Contemporary cultural projects in Greece are currently allocated around a quarter to a third of the culture budget — which has averaged around $400 million for the last seven years — while the rest is allocated to the classical heritage sites. It is a relatively small amount when spread between heritage projects, the national theaters and museums, and contemporary culture, said Yerassimos Yannopoulos, a lawyer and board member of EMST. (For context, France’s culture budget is around $4 billion.)
“The prime minister is very much behind this idea of promoting contemporary culture, and Nicholas Yatromanolakis is a really brilliant guy, but Greece has been in a dire situation since the debt crisis,” he said. He added, “And you can’t turn things around by sticking to the glorious archaeological legacy.”
Yet Yatromanolakis said binary thinking can be unhelpful. “I think pitting the classical against the contemporary is unproductive,” he said. “It should be collaborative,” he added, citing as an example a 2019 exhibition of works by the British artist Antony Gormley amid ruins and classical artifacts on Delos island.
In a follow-up email, Yatromanolakis sent the figures for state funding for small-scale contemporary projects, showing a notable augmentation, from around half a million dollars in 2015 to around $11 million in 2020. He also highlighted additional European Union funds from the Recovery and Resilience Facility, set up to mitigate the impact of the pandemic, which offers another half a billion euros to Greece’s culture sector, equally divided between heritage and contemporary projects.
Afroditi Panagiotakou, the director of culture at the Onassis Foundation, said that the lack of focus on contemporary culture in Greece was the reason for creating the Onassis Cultural Center. That building, with its two theaters and exhibition spaces, opened in 2011. “We were in an economic crisis and the Greek state simply didn’t have the means,” she said.

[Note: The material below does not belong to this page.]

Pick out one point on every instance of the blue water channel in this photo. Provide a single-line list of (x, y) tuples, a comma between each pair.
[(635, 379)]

But successfully supporting contemporary art requires more than just money, she added. “Ultimately the people who change the scene are the artists themselves,” she said. “Our role is to support them, work with them, be there for them.”
Yatromanolakis said that the private foundations frequently worked closely with the state, citing the Stavros Niarchos Foundation Cultural Center, which houses the Greek National Opera and Ballet, and the Onassis Foundation’s funding for a new elevator for the Acropolis. “It’s not a competition,” he said.
He added that the most ambitious project on his agenda was labor and social reform for freelance artists, whose needs aren’t taken into account by current taxation and employment law. “If we don’t fix that, we won’t have the tools to enable culture professionals to live from their work,” he said. “There was nothing in place for contemporary culture, so you have to start from scratch,” Yatromanolakis added. “Despite all the horrible things the pandemic brought, I think we can use this as a turning point on how we do things.”
Athens might not have financial power, said Yio, the Biennale director, but with its influx of migrants and artists, it was a rising metropolis, “a counterbalance to the London-Paris-Berlin tripod.” Greeks, he added, have never had “a bourgeois understanding” of art. “Modernism was missed here, and we are now trying to make huge leaps,” he said. “We don’t have many of the systems and structures that other countries have. But this is a very positive thing, too, and part of what makes Athens so seductive. Everything is still possible in this place.”